# Ditra ?



## angus242 (Oct 20, 2007)

I don't use magical trowels. I've used dozens and dozens of bags of Kerabond without issue. Actually, my favorite thinset of all time is Kerabond mixed with Keralastic. It just don't get no better than that.


----------



## Tom Struble (Mar 2, 2007)

God..this is the most boring Ditra thread iv'e ever read on here:yawn::sad:


----------



## ohiohomedoctor (Dec 26, 2010)

Yuuuupp


----------



## angus242 (Oct 20, 2007)

Don't you have some aluminum brakes to discuss?


----------



## Tom Struble (Mar 2, 2007)

nobody over there is home:sad:


----------



## Groutface (Jan 20, 2011)

Our schluter supplier carries a product called master set......and label "ditra" as a perfect substrate for it......maybe same or close.....


----------



## nhill2090 (Dec 11, 2010)

I use all hydroment setting materials and slc when not using quartz lock. I love their mortars and I use ditraset every time I use ditra. About $23/bag though


----------



## srwcontracting (Dec 11, 2009)

angus242 said:


> Actually, my favorite thinset of all time is Kerabond mixed with Keralastic. It just don't get no better than that.

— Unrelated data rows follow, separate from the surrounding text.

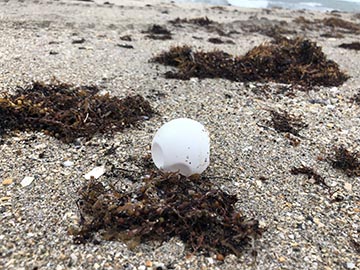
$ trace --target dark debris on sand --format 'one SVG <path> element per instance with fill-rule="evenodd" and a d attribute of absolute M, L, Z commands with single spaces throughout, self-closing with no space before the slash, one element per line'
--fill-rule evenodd
<path fill-rule="evenodd" d="M 70 143 L 79 137 L 121 131 L 154 113 L 140 95 L 119 99 L 99 91 L 96 86 L 57 81 L 19 88 L 15 95 L 0 98 L 0 134 L 36 130 Z"/>
<path fill-rule="evenodd" d="M 360 105 L 360 90 L 351 98 L 351 101 Z"/>
<path fill-rule="evenodd" d="M 344 30 L 348 30 L 352 33 L 358 33 L 360 31 L 360 25 L 349 22 L 340 18 L 330 17 L 324 18 L 321 21 L 324 25 L 329 26 L 331 28 L 342 28 Z"/>
<path fill-rule="evenodd" d="M 210 33 L 217 33 L 220 36 L 231 36 L 232 34 L 239 33 L 237 31 L 225 32 L 224 27 L 221 23 L 210 20 L 208 17 L 198 17 L 198 18 L 176 18 L 169 21 L 175 27 L 184 27 L 184 25 L 193 25 L 201 27 Z"/>
<path fill-rule="evenodd" d="M 333 168 L 343 170 L 349 177 L 360 176 L 360 154 L 351 152 L 345 146 L 335 146 L 328 161 Z"/>
<path fill-rule="evenodd" d="M 148 30 L 143 31 L 143 33 L 146 33 L 147 38 L 156 39 L 156 40 L 167 40 L 172 39 L 171 32 L 166 29 L 166 27 L 153 24 L 151 27 L 148 28 Z"/>
<path fill-rule="evenodd" d="M 360 42 L 341 43 L 339 48 L 360 51 Z"/>
<path fill-rule="evenodd" d="M 321 47 L 302 38 L 280 38 L 236 57 L 220 50 L 193 51 L 189 46 L 178 46 L 151 61 L 176 67 L 177 71 L 168 71 L 165 77 L 182 80 L 198 77 L 339 86 L 348 79 L 338 64 L 326 58 Z"/>
<path fill-rule="evenodd" d="M 301 117 L 296 117 L 287 111 L 270 110 L 270 114 L 271 124 L 277 132 L 287 132 L 294 136 L 299 136 L 299 132 L 307 127 L 307 124 L 302 121 Z"/>
<path fill-rule="evenodd" d="M 324 177 L 318 174 L 313 168 L 307 166 L 293 167 L 290 172 L 294 175 L 304 174 L 308 179 L 313 179 L 315 184 L 322 185 L 328 189 L 330 188 L 330 186 L 326 184 Z"/>
<path fill-rule="evenodd" d="M 198 26 L 209 26 L 211 24 L 214 24 L 215 22 L 210 20 L 208 17 L 198 17 L 198 18 L 192 18 L 192 19 L 180 19 L 176 18 L 174 20 L 170 20 L 169 23 L 173 25 L 181 25 L 181 24 L 194 24 Z"/>
<path fill-rule="evenodd" d="M 81 228 L 71 230 L 76 243 L 91 241 L 95 232 L 129 247 L 179 237 L 192 252 L 239 255 L 263 229 L 236 211 L 237 198 L 205 177 L 153 172 L 143 185 L 124 192 L 90 180 L 80 189 Z"/>
<path fill-rule="evenodd" d="M 297 17 L 293 20 L 295 23 L 300 24 L 303 30 L 326 30 L 327 32 L 342 32 L 357 34 L 360 32 L 360 25 L 343 20 L 337 17 L 328 17 L 322 20 L 315 19 L 313 21 L 306 19 L 303 16 Z"/>
<path fill-rule="evenodd" d="M 280 38 L 284 35 L 295 35 L 297 31 L 290 29 L 286 21 L 269 20 L 265 17 L 251 16 L 248 20 L 238 21 L 239 27 L 245 33 L 259 33 L 272 38 Z"/>

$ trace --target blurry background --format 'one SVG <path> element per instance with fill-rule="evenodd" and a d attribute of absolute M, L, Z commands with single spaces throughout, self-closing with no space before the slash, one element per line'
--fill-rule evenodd
<path fill-rule="evenodd" d="M 204 2 L 213 5 L 233 5 L 252 8 L 282 7 L 321 11 L 360 11 L 360 0 L 178 0 L 177 2 Z"/>

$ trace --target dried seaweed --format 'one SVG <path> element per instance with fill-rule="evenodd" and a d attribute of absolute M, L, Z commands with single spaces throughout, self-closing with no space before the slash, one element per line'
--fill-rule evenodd
<path fill-rule="evenodd" d="M 186 23 L 186 24 L 195 24 L 198 26 L 209 26 L 211 24 L 214 24 L 215 22 L 210 20 L 208 17 L 199 17 L 199 18 L 193 18 L 193 19 L 176 18 L 175 20 L 170 20 L 169 23 L 174 24 L 174 25 L 181 25 L 183 23 Z"/>
<path fill-rule="evenodd" d="M 123 41 L 132 41 L 132 37 L 130 35 L 125 35 L 120 37 Z"/>
<path fill-rule="evenodd" d="M 329 17 L 324 18 L 322 20 L 315 19 L 313 21 L 305 19 L 303 16 L 297 17 L 293 20 L 293 22 L 297 24 L 301 24 L 303 30 L 323 30 L 324 26 L 328 29 L 330 28 L 331 31 L 341 31 L 343 33 L 359 33 L 360 32 L 360 25 L 349 22 L 337 17 Z"/>
<path fill-rule="evenodd" d="M 219 50 L 194 52 L 189 46 L 172 47 L 151 61 L 177 67 L 178 71 L 169 71 L 165 77 L 182 80 L 198 77 L 339 86 L 348 79 L 334 61 L 326 59 L 321 47 L 302 38 L 277 39 L 237 57 Z"/>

I agree so far. Been trying different thinsets lately just to get a feel for them all. I used the mapei ultraflex the other day. And thought it was like using kerabond without the keralastic. It did have a pretty long use time.
It came off my hands much easier too later that night. That kerabond can really be tough to get off your hands.....and might as well throw the pants away too if you tile like me!


----------



## Tech Dawg (Dec 13, 2010)

Kerabond is some good stuff.. I used 8 bags on a job awhile back when Dal still had it. Pretty much tied for me with 272


----------